Increasingly, Hobson is in demand as a conductor, particularly for performances in which he doubles as a pianist. He made his debut with the Stuttgart Chamber Orchestra as both conductor and soloist in 1996. To date, Maestro Hobson has been invited to lead the English Chamber Orchestra, the Sinfonia Varsovia (Carnegie Hall), the Pomeranian Philharmonic (Poland), the Fort Worth Chamber Orchestra (Bass Hall), and the Kibbutz Chamber Orchestra of Israel, among others. As a pianist and conductor, Hobson performs extensively with Sinfonia da Camera, the chamber ensemble he formed in 1984 and which quickly gained international recognition through its recordings. The ensemble celebrated its 25th anniversary season at the University of Illinois (Champaign-Urbana) in May 2009 with a world premiere performance of Moscheles’s Piano Concerto No.8, orchestrated by Hobson from notes scrawled by the composer on an original piano score. This recorded performance marks the final installment in Mr. Hobson’s four-volume set of Moscheles’s Piano Concertos and Other Works scheduled for release by Zephyr Records.
Mr. Hobson is also active as an opera conductor, with a repertoire that encompasses works by Cimarosa and Pergolesi, Mozart and Beethoven, and Johann and Richard Strauss. In 1997 he conducted John Philip Sousa’s comic opera, El Capitan, in a newly restored version with Sinfonia da Camera and a stellar cast of young singers. The recording was issued in 1998 as one of the inaugural releases for the Zephyr label founded by Mr. Hobson. A fervent advocate of George Enescu’s work, Hobson conducted and recorded the 2005 North American premiere of the operatic masterpiece, Oedipe, in a semi-staged version performed by Sinfonia da Camera on the 50th anniversary of the composer’s death. The CD was released by Albany Records in 2006.

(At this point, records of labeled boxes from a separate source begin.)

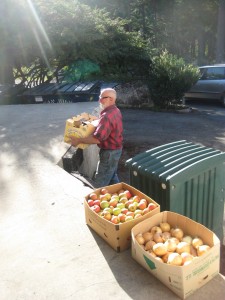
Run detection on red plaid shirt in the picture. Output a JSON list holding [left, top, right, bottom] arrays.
[[93, 105, 123, 150]]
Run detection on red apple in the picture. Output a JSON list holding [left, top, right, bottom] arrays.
[[138, 200, 147, 210], [100, 200, 109, 209], [124, 190, 132, 199], [105, 193, 112, 201], [109, 198, 118, 207], [118, 213, 126, 223], [148, 202, 157, 210], [128, 203, 137, 211], [89, 193, 98, 200], [125, 216, 134, 222], [87, 199, 94, 207], [134, 214, 142, 219], [103, 206, 114, 215], [132, 195, 140, 202], [94, 199, 100, 206], [102, 210, 112, 221], [111, 216, 120, 224], [142, 207, 150, 215], [126, 211, 134, 218], [113, 207, 121, 216], [121, 207, 128, 215], [91, 204, 101, 213], [100, 188, 108, 195], [94, 199, 100, 206]]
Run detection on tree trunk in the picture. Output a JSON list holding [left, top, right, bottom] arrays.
[[216, 0, 225, 63], [0, 1, 15, 84]]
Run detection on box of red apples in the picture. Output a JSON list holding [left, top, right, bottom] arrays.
[[84, 182, 160, 252]]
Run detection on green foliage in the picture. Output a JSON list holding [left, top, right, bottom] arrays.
[[149, 51, 200, 107]]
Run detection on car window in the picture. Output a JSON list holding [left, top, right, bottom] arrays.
[[200, 67, 225, 80]]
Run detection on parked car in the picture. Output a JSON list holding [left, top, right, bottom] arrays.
[[184, 64, 225, 107]]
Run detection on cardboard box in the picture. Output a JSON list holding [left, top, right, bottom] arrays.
[[64, 113, 98, 149], [84, 182, 160, 252], [132, 211, 220, 299]]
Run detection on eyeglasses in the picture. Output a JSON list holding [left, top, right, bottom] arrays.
[[99, 96, 111, 99]]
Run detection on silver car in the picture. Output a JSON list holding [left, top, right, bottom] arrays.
[[184, 64, 225, 106]]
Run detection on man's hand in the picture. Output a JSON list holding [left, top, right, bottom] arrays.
[[70, 136, 80, 147]]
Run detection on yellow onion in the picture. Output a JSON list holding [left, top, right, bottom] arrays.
[[145, 240, 156, 251], [190, 245, 198, 257], [180, 252, 193, 266], [153, 232, 163, 243], [152, 243, 167, 256], [159, 222, 170, 232], [151, 226, 162, 234], [155, 256, 163, 263], [149, 250, 157, 257], [162, 231, 171, 242], [182, 235, 192, 245], [191, 237, 203, 249], [167, 252, 183, 266], [142, 231, 153, 243], [171, 227, 184, 241], [197, 245, 210, 256], [165, 239, 177, 252], [176, 242, 191, 254], [161, 252, 172, 263], [135, 233, 145, 245]]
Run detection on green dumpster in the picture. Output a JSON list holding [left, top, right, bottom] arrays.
[[125, 140, 225, 240]]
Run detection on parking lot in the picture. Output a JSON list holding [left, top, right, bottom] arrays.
[[0, 103, 225, 300]]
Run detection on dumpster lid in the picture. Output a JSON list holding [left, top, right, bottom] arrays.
[[125, 140, 225, 182]]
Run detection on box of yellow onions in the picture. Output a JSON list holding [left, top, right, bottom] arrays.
[[131, 211, 220, 299]]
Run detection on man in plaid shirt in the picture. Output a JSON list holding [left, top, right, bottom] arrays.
[[71, 88, 123, 187]]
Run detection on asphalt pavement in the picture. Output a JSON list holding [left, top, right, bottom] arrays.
[[0, 103, 225, 300]]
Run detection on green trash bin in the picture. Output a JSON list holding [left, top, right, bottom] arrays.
[[125, 140, 225, 241]]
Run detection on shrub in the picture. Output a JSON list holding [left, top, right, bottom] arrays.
[[149, 51, 199, 108]]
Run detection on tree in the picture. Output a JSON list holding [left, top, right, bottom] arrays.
[[1, 0, 149, 86], [216, 0, 225, 63]]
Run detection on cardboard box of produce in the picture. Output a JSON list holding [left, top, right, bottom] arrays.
[[132, 211, 220, 299], [64, 113, 98, 149], [84, 182, 160, 252]]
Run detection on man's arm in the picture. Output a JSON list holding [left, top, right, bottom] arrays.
[[70, 135, 100, 147]]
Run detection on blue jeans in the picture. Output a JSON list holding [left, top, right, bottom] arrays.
[[94, 149, 122, 188]]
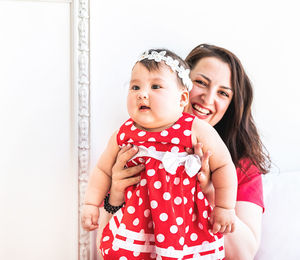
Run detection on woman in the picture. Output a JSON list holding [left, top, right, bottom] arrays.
[[98, 44, 270, 260]]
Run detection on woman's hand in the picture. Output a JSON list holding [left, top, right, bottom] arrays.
[[109, 145, 145, 206]]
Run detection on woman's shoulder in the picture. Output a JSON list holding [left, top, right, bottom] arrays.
[[236, 158, 264, 210]]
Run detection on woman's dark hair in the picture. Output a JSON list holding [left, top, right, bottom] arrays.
[[185, 44, 271, 174], [139, 49, 189, 88]]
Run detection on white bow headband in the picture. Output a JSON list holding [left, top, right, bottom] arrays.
[[138, 51, 193, 91]]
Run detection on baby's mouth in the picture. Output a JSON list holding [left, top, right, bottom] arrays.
[[139, 105, 150, 110], [192, 104, 211, 116]]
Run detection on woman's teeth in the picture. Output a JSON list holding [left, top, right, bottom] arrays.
[[193, 104, 210, 115]]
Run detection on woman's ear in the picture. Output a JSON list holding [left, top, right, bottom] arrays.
[[180, 90, 189, 107]]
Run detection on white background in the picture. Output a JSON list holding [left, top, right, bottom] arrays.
[[0, 0, 300, 260]]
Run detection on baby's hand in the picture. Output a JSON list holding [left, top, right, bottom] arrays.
[[81, 205, 99, 231], [210, 206, 235, 234]]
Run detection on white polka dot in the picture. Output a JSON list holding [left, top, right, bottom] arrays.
[[103, 236, 109, 242], [156, 234, 165, 242], [171, 146, 179, 153], [140, 179, 147, 186], [198, 222, 203, 230], [148, 146, 156, 152], [139, 198, 143, 206], [174, 197, 182, 205], [198, 191, 204, 200], [147, 169, 155, 177], [132, 218, 140, 226], [163, 192, 171, 200], [160, 130, 169, 136], [112, 244, 120, 251], [150, 200, 158, 209], [172, 124, 180, 129], [170, 225, 178, 234], [148, 221, 153, 228], [183, 178, 190, 185], [183, 197, 187, 205], [154, 181, 161, 189], [192, 213, 197, 222], [191, 233, 198, 241], [176, 217, 183, 225], [127, 191, 132, 199], [127, 206, 135, 214], [183, 130, 192, 136], [144, 209, 150, 218], [174, 177, 180, 185], [191, 187, 195, 195], [185, 226, 190, 233], [179, 237, 184, 246], [138, 131, 146, 136], [171, 137, 180, 144], [159, 213, 168, 221]]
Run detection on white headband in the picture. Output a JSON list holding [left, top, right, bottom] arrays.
[[138, 51, 193, 91]]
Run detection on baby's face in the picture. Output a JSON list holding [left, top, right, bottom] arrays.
[[127, 62, 188, 131]]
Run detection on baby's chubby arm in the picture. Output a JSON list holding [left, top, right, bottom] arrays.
[[81, 131, 120, 230], [192, 118, 237, 233]]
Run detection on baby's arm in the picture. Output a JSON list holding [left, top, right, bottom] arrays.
[[192, 118, 237, 233], [81, 132, 120, 230]]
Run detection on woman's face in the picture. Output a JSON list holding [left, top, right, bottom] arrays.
[[188, 57, 233, 126]]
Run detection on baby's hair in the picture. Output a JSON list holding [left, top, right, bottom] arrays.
[[139, 49, 189, 88]]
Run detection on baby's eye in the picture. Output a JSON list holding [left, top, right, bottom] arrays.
[[131, 85, 140, 90], [151, 85, 161, 89]]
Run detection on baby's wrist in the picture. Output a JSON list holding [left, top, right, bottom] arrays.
[[84, 202, 99, 208]]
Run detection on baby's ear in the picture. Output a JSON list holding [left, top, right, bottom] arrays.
[[180, 90, 189, 107]]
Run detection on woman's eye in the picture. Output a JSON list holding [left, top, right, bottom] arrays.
[[219, 91, 229, 97], [131, 85, 140, 90], [195, 79, 207, 87], [151, 85, 161, 89]]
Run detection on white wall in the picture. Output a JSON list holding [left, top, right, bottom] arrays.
[[91, 0, 300, 258], [0, 1, 77, 260]]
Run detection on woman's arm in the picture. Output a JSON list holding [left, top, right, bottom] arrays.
[[225, 201, 262, 260]]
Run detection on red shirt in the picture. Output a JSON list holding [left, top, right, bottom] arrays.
[[236, 159, 265, 211]]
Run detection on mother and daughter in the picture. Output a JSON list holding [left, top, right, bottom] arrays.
[[82, 44, 269, 259]]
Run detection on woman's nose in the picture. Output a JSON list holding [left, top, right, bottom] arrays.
[[203, 91, 215, 105]]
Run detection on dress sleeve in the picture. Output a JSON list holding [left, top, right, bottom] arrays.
[[236, 159, 265, 211]]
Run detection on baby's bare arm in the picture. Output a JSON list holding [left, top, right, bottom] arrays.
[[81, 133, 119, 230]]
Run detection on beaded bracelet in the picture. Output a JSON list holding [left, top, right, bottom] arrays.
[[104, 194, 125, 214]]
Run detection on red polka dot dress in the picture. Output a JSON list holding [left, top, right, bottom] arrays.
[[100, 113, 224, 260]]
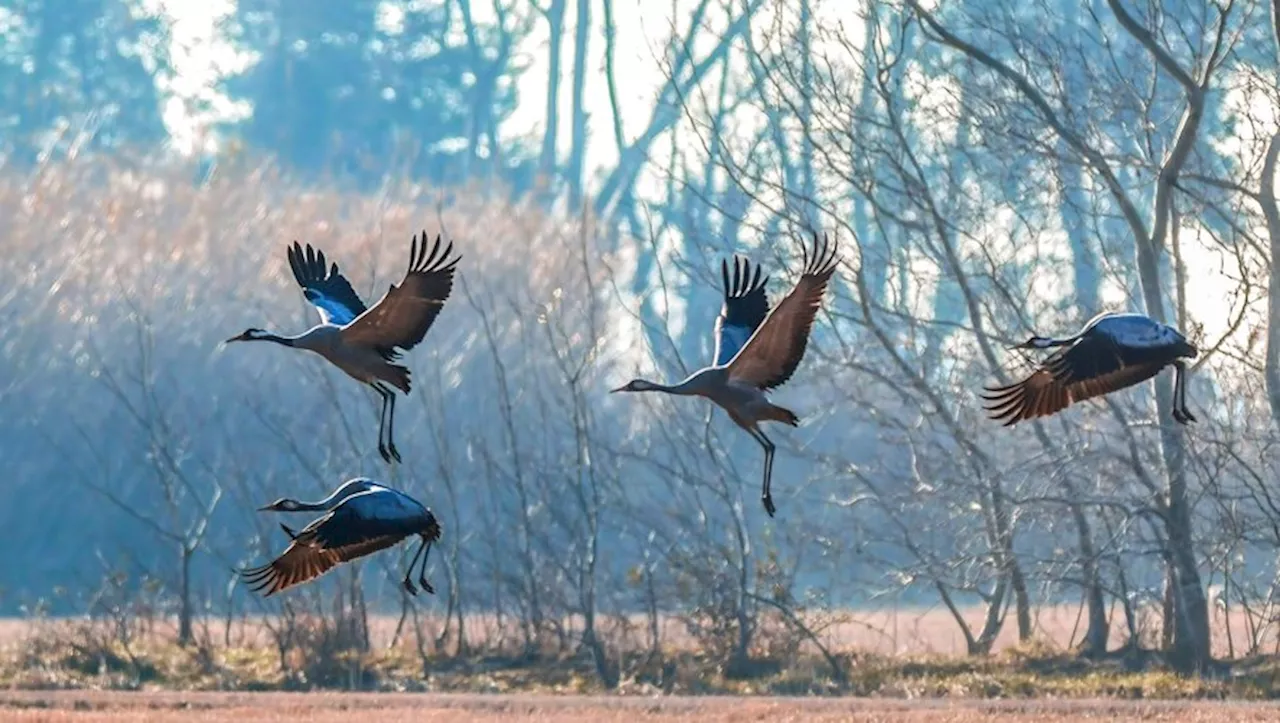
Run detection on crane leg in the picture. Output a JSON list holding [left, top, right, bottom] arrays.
[[401, 532, 425, 595], [370, 381, 401, 463], [746, 427, 778, 517], [387, 389, 401, 462], [417, 537, 435, 595], [1174, 361, 1196, 425]]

In addition, Mr. Hobson is a much sought-after judge for national and international competitions and has been invited to join numerous juries, among them the Van Cliburn International Piano Competition (at the specific request of Mr. Cliburn), the Arthur Rubinstein Competition in Poland, the Chopin Competition in Florida, the Leeds Piano Competition in the U.K., and the Schumann International Competition in Germany. In 2005 Hobson served as Chairman of the Jury for the Cleveland International Competition and the Kosciuzsko Competition in New York; in 2008 he was Chairman of Jury of the New York Piano Competition; and in 2010 he will again serve in that capacity of the newly renamed New York International Piano Competition.

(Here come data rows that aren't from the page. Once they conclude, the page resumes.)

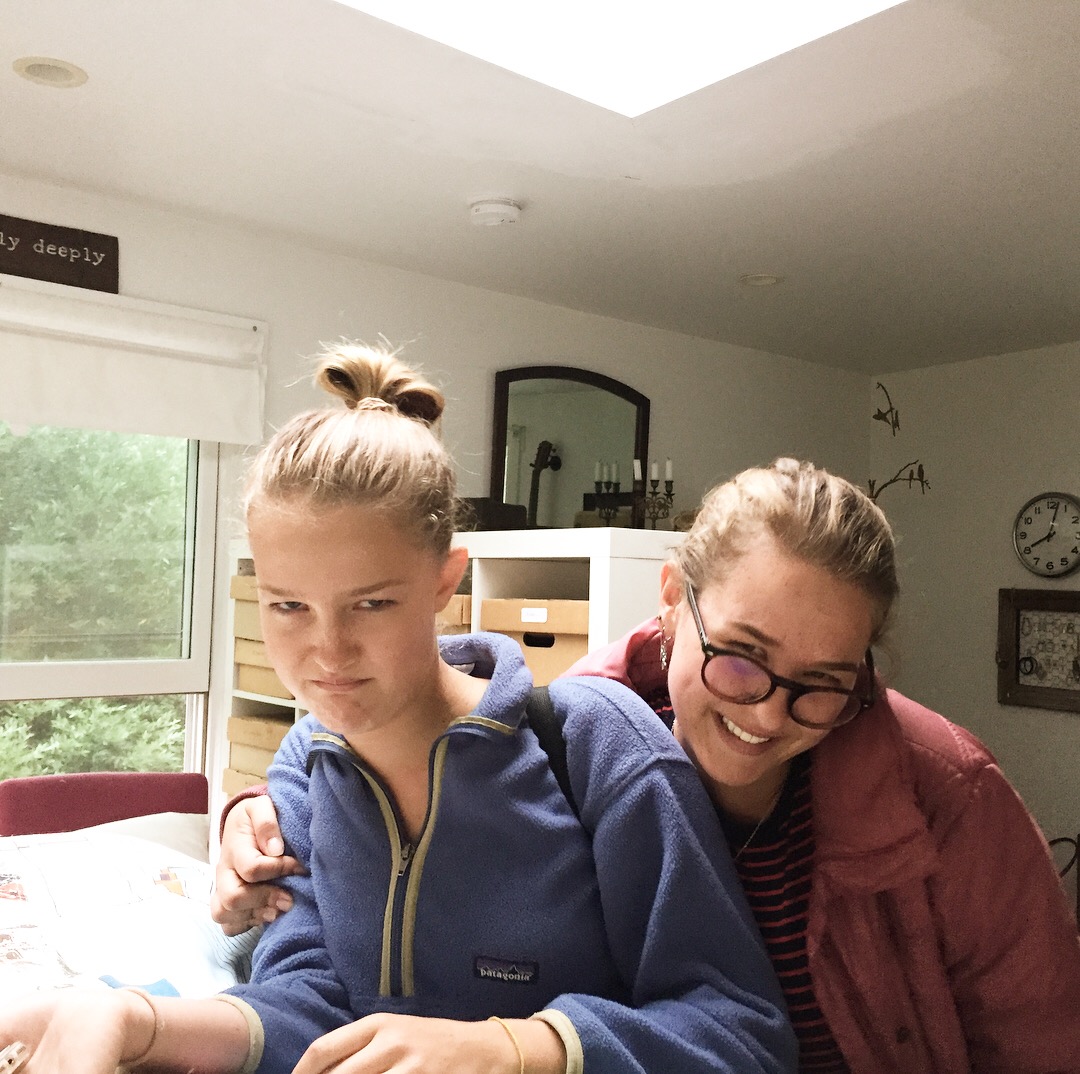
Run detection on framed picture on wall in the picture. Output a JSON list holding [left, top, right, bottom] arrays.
[[997, 589, 1080, 712]]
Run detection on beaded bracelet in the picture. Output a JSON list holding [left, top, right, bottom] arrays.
[[123, 989, 164, 1066], [488, 1015, 525, 1074]]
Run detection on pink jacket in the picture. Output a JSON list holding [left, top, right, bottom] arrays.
[[568, 620, 1080, 1074]]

One of the youngest ever graduates of the Royal Academy of Music, Mr. Hobson began his international career in 1981 when he won First Prize at the Leeds International Piano Competition, after having earned silver medals at both the Arthur Rubinstein and Vienna-Beethoven competitions. Born in Wolverhampton, England, he studied at Cambridge University (England), and at Yale University, in addition to his earlier studies at the Royal Academy of Music. A professor in the Center for Advanced Study at the University of Illinois (Urbana-Champaign), Hobson received the endowed chair of Swanlund Professor of Music in 2000. Among his distinguished teachers were Sidney Harrison, Ward Davenny, Claude Frank, and Menahem Pressler. As a conductor Hobson studied with Otto Werner Mueller, Denis Russell Davies, Daniel Lewis, and Gustav Meier, and worked with Lorin Maazel in Cleveland and Leonard Bernstein at Tanglewood.